Today, Cause of Action presented oral argument before the U.S. Court of Appeals for the D.C. Circuit in the case of Rhea Lana, Inc. v. Department of Labor (Case No. 15-5014).
Rhea Lana is an organizer of children’s clothing consignment events; it was founded by a stay-at-home mother in Conway, Arkansas and has since expanded into a franchise with 80 locations in 24 states. In Rhea Lana’s business model – consistent with other businesses in the consignment industry – consignors provide items to be sold, and have the option of “volunteering” at the sales event. Participating in the sale in that way helps ensure that consigned items sell, and consignors who choose to do so have the opportunity to shop early in order to get the best deals. What Rhea Lana provides is the organization, branding, and technology to help consignors make their sales.
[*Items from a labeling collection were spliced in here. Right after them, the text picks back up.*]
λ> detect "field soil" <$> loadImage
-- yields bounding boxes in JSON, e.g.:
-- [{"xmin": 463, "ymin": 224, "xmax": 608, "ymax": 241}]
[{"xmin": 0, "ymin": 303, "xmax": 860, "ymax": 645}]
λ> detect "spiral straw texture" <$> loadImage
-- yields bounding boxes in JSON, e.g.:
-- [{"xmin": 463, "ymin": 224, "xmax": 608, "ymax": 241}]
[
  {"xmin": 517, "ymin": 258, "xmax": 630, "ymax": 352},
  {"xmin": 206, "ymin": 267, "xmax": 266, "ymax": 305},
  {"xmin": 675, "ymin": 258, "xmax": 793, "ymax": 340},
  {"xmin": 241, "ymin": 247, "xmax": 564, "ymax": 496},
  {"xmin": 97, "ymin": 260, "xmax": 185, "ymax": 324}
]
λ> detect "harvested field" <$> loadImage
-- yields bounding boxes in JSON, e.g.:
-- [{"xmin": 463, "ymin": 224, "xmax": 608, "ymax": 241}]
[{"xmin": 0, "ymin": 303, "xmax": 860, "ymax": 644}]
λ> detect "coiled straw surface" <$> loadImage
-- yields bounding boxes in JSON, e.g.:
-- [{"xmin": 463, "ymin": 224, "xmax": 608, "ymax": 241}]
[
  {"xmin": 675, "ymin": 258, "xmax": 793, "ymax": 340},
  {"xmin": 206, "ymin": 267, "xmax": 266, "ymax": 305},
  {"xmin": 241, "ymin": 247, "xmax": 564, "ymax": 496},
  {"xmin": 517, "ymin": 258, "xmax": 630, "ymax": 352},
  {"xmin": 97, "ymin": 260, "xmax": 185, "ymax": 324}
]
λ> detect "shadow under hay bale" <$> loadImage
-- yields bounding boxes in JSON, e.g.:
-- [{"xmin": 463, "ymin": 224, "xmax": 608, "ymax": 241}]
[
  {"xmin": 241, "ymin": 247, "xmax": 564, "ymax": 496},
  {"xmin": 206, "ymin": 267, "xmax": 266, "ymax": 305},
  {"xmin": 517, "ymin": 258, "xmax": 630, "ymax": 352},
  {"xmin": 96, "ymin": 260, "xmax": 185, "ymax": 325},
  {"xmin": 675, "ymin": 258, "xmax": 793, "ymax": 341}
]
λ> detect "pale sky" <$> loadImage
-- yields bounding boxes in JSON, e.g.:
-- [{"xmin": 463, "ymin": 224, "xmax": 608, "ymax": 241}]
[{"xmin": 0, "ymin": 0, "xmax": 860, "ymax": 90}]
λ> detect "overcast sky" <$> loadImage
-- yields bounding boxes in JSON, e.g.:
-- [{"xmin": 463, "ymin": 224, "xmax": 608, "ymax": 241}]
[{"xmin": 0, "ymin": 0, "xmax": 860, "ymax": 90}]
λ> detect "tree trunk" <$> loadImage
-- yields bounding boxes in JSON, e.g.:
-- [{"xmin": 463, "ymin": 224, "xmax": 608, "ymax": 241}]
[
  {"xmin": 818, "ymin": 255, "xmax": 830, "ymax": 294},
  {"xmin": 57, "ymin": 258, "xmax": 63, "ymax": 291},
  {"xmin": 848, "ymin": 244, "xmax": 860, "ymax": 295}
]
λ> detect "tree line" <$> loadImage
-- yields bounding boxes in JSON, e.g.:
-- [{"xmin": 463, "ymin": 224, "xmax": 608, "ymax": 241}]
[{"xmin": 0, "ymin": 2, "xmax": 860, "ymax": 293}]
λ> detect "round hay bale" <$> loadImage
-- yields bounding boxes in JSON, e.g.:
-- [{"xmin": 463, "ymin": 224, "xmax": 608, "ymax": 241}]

Notwithstanding the obvious benefits of this arrangement for all concerned, the Department of Labor sent Rhea Lana a letter determining that the model violates the Fair Labor Standards Act (FLSA): specifically, that the participating consignors are actually Rhea Lana employees entitled to minimum wage and overtime. Although the agency did not initiate an enforcement action, it encouraged Rhea Lana’s consignors to sue for back wages (none did) and threatened Rhea Lana with civil monetary penalties if Rhea Lana doesn’t conform to the agency’s views. Rhea Lana filed suit under the APA seeking injunctive and declaratory relief, but to make matters worse, the district court dismissed the complaint for lack of any reviewable “final agency action.”
On appeal, Cause of Action has argued that the Department of Labor’s decision is indeed final and reviewable. First, the agency’s decision changes Rhea Lana’s legal status. In order to extract civil monetary penalties from Rhea Lana in a future enforcement action, the agency must prove that Rhea Lana either (1) is a repeat FLSA offender, or (2) violated the statute willfully. See 29 CFR 578.3. Under the text of the agency’s regulations, notice from the agency has an important legal role in satisfying those requirements. Notice from the agency is an element of repeatedness, which the letter facially appears to satisfy. Furthermore, notice will allow the agency to argue that Rhea Lana acted willfully not just factually, but as a matter of law. By sending Rhea Lana a letter, the agency thus created legal liabilities that wouldn’t have existed otherwise – one of the hallmarks of reviewable agency action. See, e.g., Sackett v. EPA, 132 S. Ct. 1367 (2013). Second, as the Supreme Court also recently reaffirmed in Sackett, when an agency demands a party’s compliance, the party can go to court instead of waiting for the hammer of enforcement to drop.
We await the Court of Appeals’ decision. If we are successful, the case will return to the district court for consideration on the merits of Rhea Lana’s claim that the Fair Labor Standards Act allows businesses and individuals to collaborate for their mutual benefit.